The dispute dates back to the 1970s with Lincoln Heights residents reporting constant shooting in the area. Community enthusiast Carlton Collins, the outreach director for Lincoln Heights, and Daronce Daniels, who sits on the village’s council, have recently led the fight to find a workable compromise.
Lincoln Heights proposed that CPD make six changes to the shooting range which includes the following criteria:
- Immediately relocate so residents experience no further harm. This can be a temporary move initially, but the gunfire must be discontinued immediately.
- Studies should be commissioned to determine the economic, environmental, and mental/public health damages that have been inflicted over the past 80 years.
- No negotiations should be held without an examination of harm caused to businesses, development, and the behavioral/mental health challenges of residents.
- Reparations should be provided to the communities that have been harmed.
- Reparations should be provided, at minimum, to Princeton City School District to expand services to its youth from Lincoln Heights.
- The City of Cincinnati and the CPD Fraternal Order of Police should create a series of townhall meetings to discuss the shooting range with community stakeholders.
In response, CPD representatives have stated repeatedly that they are open to negotiations to find a solution, but it will take time. Cincinnati Police say the land was donated to them in the '40s. While the entrance to the property is in Evendale, the gun range butts up to Lincoln Heights.
Daniels, who is also local high school football coach, says most of the complaints have been documented for decades, but next to nothing has been done to solve the issue.
“Growing up in this area, we heard the shots, and you are not really sure what those effects are to you physically and mentally,” he says. “Many people grow up hearing birds chirping in the morning. We woke up hearing gunshots.”
Daniels, who spent most of his formative years in Lincoln Heights, adds that there is evidence to the residents' claims.

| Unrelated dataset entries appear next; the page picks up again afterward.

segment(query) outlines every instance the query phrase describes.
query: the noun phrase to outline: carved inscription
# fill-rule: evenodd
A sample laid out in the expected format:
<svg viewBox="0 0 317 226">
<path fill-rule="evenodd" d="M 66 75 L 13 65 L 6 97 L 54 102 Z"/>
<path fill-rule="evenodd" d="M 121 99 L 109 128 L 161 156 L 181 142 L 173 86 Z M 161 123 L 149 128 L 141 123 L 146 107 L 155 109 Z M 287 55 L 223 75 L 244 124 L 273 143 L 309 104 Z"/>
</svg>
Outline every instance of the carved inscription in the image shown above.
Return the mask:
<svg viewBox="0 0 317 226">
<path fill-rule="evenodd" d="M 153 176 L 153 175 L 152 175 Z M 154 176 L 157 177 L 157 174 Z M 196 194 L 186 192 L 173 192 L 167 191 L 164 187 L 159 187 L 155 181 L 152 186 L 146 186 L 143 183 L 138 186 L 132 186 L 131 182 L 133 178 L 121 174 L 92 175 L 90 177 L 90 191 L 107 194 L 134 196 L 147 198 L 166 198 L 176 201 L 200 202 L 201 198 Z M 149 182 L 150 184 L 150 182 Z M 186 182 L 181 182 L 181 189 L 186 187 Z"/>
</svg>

“We have been informed by health officials that there is a true correlation with growing up and residing in Lincoln Heights with an increased and a disproportionate rate of Individual Education Plans (IEPs) and disciplinary actions handed out to those students, especially those who reside close to the gun range.”
Collins echoes that call to protect the children.
“For us, it's about the kids, he says. “We don’t believe that our kids should be subjected to the noise of close to 39,000 hours, annually, that go on at this training facility. Until we begin the conversation and unpack some of the harm that has already been done, we will never be able to travel on that path to healing.”